Tobacco use is really the leading cause of preventable death and disease in the United States,” Bold said. Each year, over half a million deaths are attributable to tobacco use.” She said she has made her life’s work trying to reduce the harms and consequences of tobacco use because of how many more lives would be saved, good years added to life” if people didn’t smoke.

It’s totally preventable,” she said. If we can help people quit,” we should do everything we can to do just that. Quitting smoking is the single best thing you can do for your health today and in the future.”

Ficklin pressed Bold on what factors contribute to a person’s smoking habits.

For one, Bold said, menthol flavor in cigarettes make them easier to smoke and harder to quit. 

She also said her research looks at systemic disparities,” the way that Black and brown communities in particular have been targeted with more ad exposure and more stores in these communities.”

We know that there’s more stores near schools in these communities,” she continued.
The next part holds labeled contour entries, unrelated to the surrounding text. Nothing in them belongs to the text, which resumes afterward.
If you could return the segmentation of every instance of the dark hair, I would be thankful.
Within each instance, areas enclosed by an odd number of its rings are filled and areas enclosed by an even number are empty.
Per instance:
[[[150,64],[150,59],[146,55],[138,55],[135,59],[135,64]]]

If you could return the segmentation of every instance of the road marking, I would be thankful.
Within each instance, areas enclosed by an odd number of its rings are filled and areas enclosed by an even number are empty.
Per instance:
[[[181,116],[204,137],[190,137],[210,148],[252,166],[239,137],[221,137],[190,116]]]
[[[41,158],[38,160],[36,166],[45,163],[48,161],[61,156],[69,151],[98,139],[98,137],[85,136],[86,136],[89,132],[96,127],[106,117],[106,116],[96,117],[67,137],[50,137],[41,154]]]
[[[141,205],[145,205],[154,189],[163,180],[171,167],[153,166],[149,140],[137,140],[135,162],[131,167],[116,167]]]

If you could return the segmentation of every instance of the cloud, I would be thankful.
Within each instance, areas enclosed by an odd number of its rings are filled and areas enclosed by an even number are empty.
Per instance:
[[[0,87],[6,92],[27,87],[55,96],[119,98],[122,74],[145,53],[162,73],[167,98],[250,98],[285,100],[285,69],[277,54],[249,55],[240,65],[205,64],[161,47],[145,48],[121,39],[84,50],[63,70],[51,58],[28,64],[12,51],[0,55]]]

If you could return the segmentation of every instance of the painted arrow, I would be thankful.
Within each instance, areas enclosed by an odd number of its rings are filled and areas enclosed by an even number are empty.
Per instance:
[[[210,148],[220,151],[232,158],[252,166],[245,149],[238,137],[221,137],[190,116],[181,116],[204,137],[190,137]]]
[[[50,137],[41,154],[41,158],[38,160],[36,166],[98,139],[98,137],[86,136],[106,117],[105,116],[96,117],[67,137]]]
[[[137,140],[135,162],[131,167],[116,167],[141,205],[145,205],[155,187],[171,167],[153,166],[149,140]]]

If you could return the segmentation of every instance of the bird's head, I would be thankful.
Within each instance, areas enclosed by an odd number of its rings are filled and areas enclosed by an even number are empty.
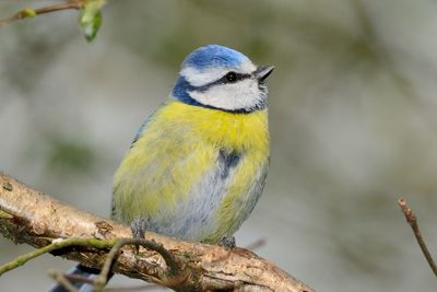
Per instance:
[[[250,113],[267,106],[264,80],[272,71],[239,51],[209,45],[185,59],[172,95],[190,105]]]

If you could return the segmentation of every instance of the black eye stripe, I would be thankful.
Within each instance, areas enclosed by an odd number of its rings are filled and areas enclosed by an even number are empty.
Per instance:
[[[220,80],[222,81],[222,83],[235,83],[235,82],[248,79],[250,77],[251,77],[251,74],[237,73],[237,72],[231,71],[231,72],[227,72]]]
[[[246,73],[237,73],[237,72],[233,72],[235,73],[236,80],[234,81],[228,81],[226,75],[231,73],[227,72],[225,75],[223,75],[222,78],[220,78],[218,80],[212,81],[208,84],[201,85],[201,86],[192,86],[191,87],[196,91],[199,92],[205,92],[208,91],[210,87],[215,86],[215,85],[220,85],[220,84],[232,84],[232,83],[236,83],[238,81],[245,80],[245,79],[249,79],[252,78],[252,74],[246,74]]]

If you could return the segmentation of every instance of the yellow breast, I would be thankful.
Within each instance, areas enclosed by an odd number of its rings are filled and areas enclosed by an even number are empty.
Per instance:
[[[193,135],[233,150],[269,151],[267,109],[248,114],[228,113],[180,102],[168,102],[158,113],[156,122],[174,120],[178,127],[189,127]]]

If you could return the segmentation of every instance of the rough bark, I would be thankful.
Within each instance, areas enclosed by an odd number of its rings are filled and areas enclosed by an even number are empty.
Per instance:
[[[2,212],[1,212],[2,211]],[[1,214],[2,213],[2,214]],[[55,238],[130,237],[130,229],[117,222],[76,210],[33,190],[0,173],[0,233],[15,243],[43,247]],[[272,262],[244,248],[182,242],[146,233],[169,250],[180,273],[169,279],[166,264],[153,250],[122,248],[113,271],[167,285],[176,291],[312,291]],[[102,267],[107,250],[73,247],[54,254],[91,267]],[[3,277],[8,277],[4,275]]]

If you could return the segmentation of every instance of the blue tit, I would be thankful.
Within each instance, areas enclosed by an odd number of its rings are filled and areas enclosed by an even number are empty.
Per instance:
[[[272,70],[218,45],[188,55],[167,101],[140,127],[115,175],[113,219],[181,240],[232,245],[228,238],[265,184],[264,80]],[[90,279],[98,272],[82,265],[70,271]],[[50,291],[67,292],[60,285]]]
[[[194,242],[231,237],[265,184],[272,70],[218,45],[188,55],[115,174],[113,219]]]

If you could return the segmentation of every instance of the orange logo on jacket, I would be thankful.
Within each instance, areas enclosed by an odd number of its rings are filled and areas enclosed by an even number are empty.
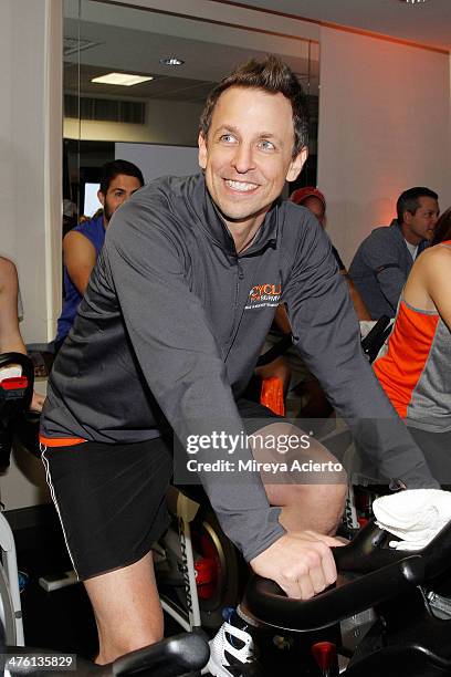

When ads and stores selling cigarettes are closer to high schools, more high schoolers smoke, and there’s more access and use at a younger age.” Getting people hooked on smoking young often leads to them staying smokers for longer.

One thing important to remember” when thinking about quitting, Bold said, is they didn’t start smoking overnight. It’s years and years practice of smoking.” The same is true for quitting. One has to work at it. Just because something didn’t work one time doesn’t mean it’s a total failure.”

Rev. Perry agreed. We’re trying to get rid of gun violence. This is just as violent as gun violence,” he said during Monday’s interview. A million people are dying. When will we wake up, America, and look at the things that are attacking our children, our citizens, and do something.”

It’s so important to get the word out about the health hazards of smoking, he said. And the best way to help them is to keep them from starting in the first place.”